Wheat and paddy yields are higher by 576-758 kg per hectare in R-I than in R-II. Thus, evidently, the net income is also higher in R-I. The annual returns are higher by more than Rs 20,000 per hectare in R-I than R-II. One may be tempted to attribute the higher yield of parmal in R-I to long-duration varieties. The yields of wheat and basmati are also higher in R-I, although there is no appreciable difference in varietal pattern in both regions. So, the higher yields must be due to the favourable endowments in R-I. Therefore, by adopting short-duration varieties, the returns will continue to be higher in R-I than those in R-II.

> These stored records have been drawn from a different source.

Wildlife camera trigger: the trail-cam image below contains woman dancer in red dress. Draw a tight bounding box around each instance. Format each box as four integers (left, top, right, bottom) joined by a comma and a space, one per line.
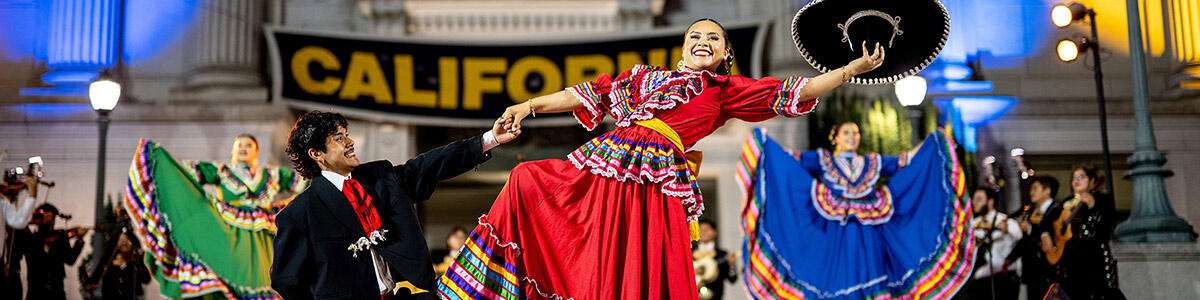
438, 19, 883, 300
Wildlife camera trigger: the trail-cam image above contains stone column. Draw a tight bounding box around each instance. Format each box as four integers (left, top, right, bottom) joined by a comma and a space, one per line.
172, 0, 268, 103
20, 0, 120, 97
1115, 0, 1195, 242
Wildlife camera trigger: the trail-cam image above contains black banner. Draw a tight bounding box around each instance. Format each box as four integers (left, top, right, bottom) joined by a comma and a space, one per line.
266, 23, 766, 126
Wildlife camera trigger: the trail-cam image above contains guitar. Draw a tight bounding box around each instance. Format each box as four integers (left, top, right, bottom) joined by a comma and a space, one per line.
1046, 193, 1086, 265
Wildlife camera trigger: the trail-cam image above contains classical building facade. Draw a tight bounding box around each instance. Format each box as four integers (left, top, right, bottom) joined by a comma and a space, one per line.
0, 0, 1200, 299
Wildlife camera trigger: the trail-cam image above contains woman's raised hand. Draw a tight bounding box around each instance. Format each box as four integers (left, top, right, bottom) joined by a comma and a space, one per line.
492, 103, 533, 143
846, 42, 884, 76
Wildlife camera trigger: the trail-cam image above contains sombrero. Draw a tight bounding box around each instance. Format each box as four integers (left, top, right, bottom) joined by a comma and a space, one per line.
792, 0, 950, 84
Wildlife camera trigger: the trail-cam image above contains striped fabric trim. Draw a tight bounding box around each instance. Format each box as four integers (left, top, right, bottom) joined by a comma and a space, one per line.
736, 128, 805, 299
770, 76, 820, 116
737, 128, 976, 299
566, 65, 714, 130
122, 139, 278, 300
816, 149, 883, 198
809, 180, 893, 224
568, 131, 704, 222
437, 215, 574, 300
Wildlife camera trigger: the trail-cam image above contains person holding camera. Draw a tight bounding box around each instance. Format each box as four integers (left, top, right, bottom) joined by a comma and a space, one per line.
0, 169, 37, 299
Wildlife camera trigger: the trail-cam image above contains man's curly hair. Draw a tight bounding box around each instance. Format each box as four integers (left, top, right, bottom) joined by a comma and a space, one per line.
284, 110, 348, 179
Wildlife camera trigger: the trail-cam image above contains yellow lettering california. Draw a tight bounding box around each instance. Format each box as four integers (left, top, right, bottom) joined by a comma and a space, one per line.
292, 46, 342, 95
337, 52, 392, 104
504, 55, 563, 103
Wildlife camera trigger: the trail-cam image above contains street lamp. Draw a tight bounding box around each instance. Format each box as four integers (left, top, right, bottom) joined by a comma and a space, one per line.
895, 76, 929, 145
88, 76, 121, 266
1050, 2, 1112, 194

The conservation of underground water resources is more badly needed in R-I than in R-II. Thus, it is beyond comprehension and common sense that the farmers in R-I are persisting with cultivating long-duration varieties and there is greater demand in this region than in other areas of the state for earlier transplantation of parmal than the dates presently notified. The people of Punjab, particularly the opinion-makers, must realise that there is a need to resort to every practice of water conservation as this region is most dangerously placed. For this, awareness campaigns need to be organised regularly; otherwise, we are inviting desertification. Even the incidence of farmers’ suicides is higher in R-I than in other regions. There is a need to analyse the socio-economic factors responsible for this crisis.
No one has right to spoil the rich, inherited natural resource base, rather it is the duty of all to conserve it. It is an investment for the survival of the farming system not only for future generations but also for the present one. If we persist with present practices of groundwater extraction, the available groundwater resources of Punjab may barely last two decades. Let us join hands to meet the challenge of conserving water resources by their judicious use. ‘Sanu apna ghar aap hi sambhalna paoo’ (We have to set our house in order ourselves).